A trajetória cinematográfica do diretor finlandês Aki Kaurismaki é praticamente ignorada do público brasileiro: como tem acontecido com muitos cineastas importantes de cinematografias periféricas. Foi exibida, faz anos, uma versão para a contemporaneidade de Crime e castigo (filme de 1983) de F. M. Dostoievski; seu Leningrado Cowboys vão à América (1989) chegou a ser cultuado. Desta pequena amostra o espectador pôde desfrutar do rigor formal dum realizador que se entregava a uma análise descarnada mas vigorosa da conduta do homem de hoje.

Agora é a vez de chegar por aqui O homem sem passado (Mies vailla menneiyyttä; 2002), agraciado com o Prêmio do Júri do Festival de Cinema de Cannes do ano passado. A premiação permitiu que o filme furasse o bloqueio comercial a obras fora das facilidades a que o cinema americano de sempre nos habituou. Kaurismaki permanece o mesmo inquietante estilista de outros tempos: a precisa utilização dos cenários (talvez só o italiano Michelangelo Antonioni tenha sido tão feliz em valer-se dum cenário narrativo), a disposição plástica de objetos e atores dentro do plano (outra herança de Antonioni), certa estudada lentidão de planos-seqüência fixos e os gestos despojados do elenco são marcas inegavelmente alvissareiras de um autor de cinema. Num determinado plano-seqüência fixo três personagens comem, alimentam-se, a câmara deleita-se na trivialidade: trata-se também dum plano médio em que o senso de espaço provoca uma certa plasticidade. Noutro plano-seqüência fixo o homem experimenta uma roupa nova diante duma mulher, a precisa colocação do espaço cinematográfico torna a inquietar. São belezas fugazes todavia, Kaurismaki está longe do brilho de seus filmes anteriormente vistos por aqui. De que fala O homem sem passado? Da despersonalização do indivíduo contemporâneo: o protagonista perde a memória depois de ser espancado durante um assalto e deve recompor uma nova vida, longe dos condicionamentos sociais. Neste aspecto, o diretor finlandês permanece pessoal em seu estilo: não vende sua alma ao comércio das imagens, ainda que a aridez de O homem sem passado possa estorvar o contato emocional.
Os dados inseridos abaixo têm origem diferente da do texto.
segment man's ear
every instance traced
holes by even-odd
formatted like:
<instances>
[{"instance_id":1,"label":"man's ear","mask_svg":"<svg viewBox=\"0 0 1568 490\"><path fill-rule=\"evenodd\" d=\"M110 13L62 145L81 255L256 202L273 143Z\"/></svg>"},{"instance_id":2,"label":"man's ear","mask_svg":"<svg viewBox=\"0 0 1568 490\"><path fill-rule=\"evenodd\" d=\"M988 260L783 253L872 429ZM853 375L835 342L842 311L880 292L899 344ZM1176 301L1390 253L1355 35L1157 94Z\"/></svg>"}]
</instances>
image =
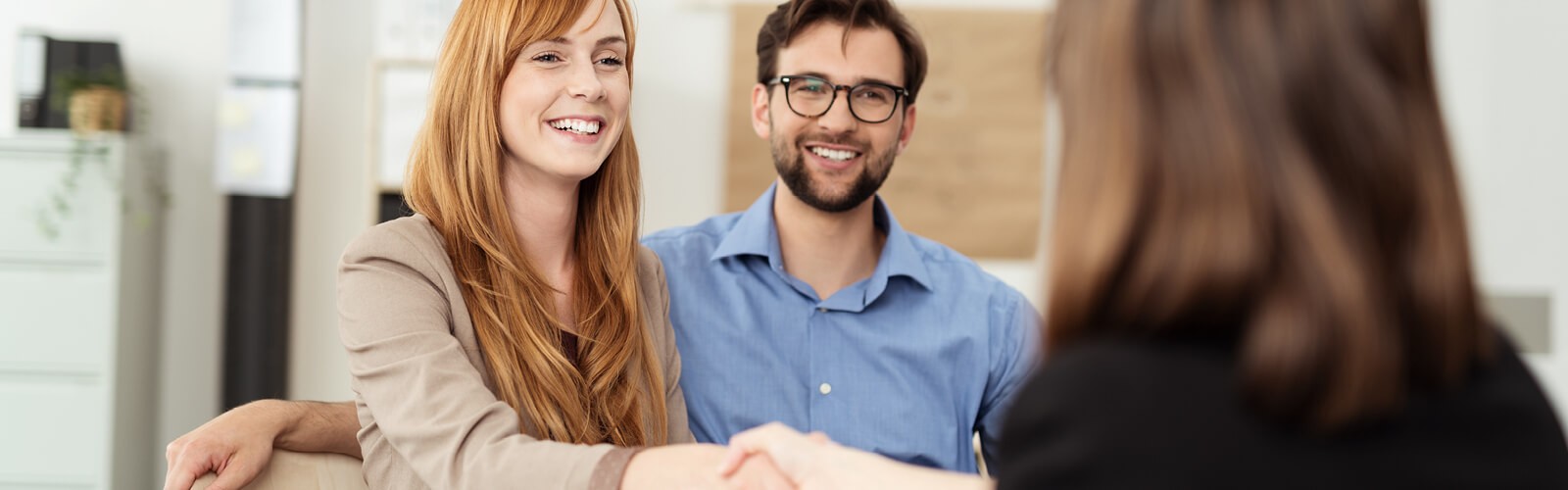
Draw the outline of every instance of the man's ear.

Diferentemente se passa com o sino-americano Wayne Wang, autor de filmes importantes como Cortina de fumaça (1994), Sem fôlego (1995) e O último entardecer (1997). Ao que parece, Wang, na fase atual de sua carreira, está mais interessado em paparicar o público de Hollywood. Isto se evidenciava em Em qualquer outro lugar (1999), melodrama sobre as relações entre mãe e filha. A despersonalização de Wang se acentua em Encontro de amor (Maid in Manhattan; 2002), veículo para o estrelismo desmesurado da atriz Jennifer Lopez. Wang torna-se nesta fita um artesão qualquer, um articulador de imagens impessoais, um montador de planos cinematográficos extremamente convencionais e sem qualquer função estética. Wang, o diretor, submerge para dar lugar ao filme de Jennifer Lopez, a estrela. Em seu ensaio As estrelas (1972) o pensador francês Edgar Morin observa o fenômeno: “Assim se diz freqüentemente o filme de Garbo, o filme de Bardot, o filme de Belmondo.” O problema é que Jennifer na pele duma camareira se afigura bastante falsa porque lhe falta o carisma dos astros de antanho; é algo tão artificial quanto a interpretação de Julia Roberts para uma dona-de-casa em Erin Brockovich (2000), de Steven Soderbergh, outro realizador que tem alternado fitas empenhadas com produções rasteiras, as chamadas caça-níqueis. Para comparar, basta evocar a sensibilidade de intérprete de Sofia Loren, igualmente uma estrela, ao viver uma dona-de-casa em Um dia muito especial (1977), a obra-prima do italiano Ettore Scola.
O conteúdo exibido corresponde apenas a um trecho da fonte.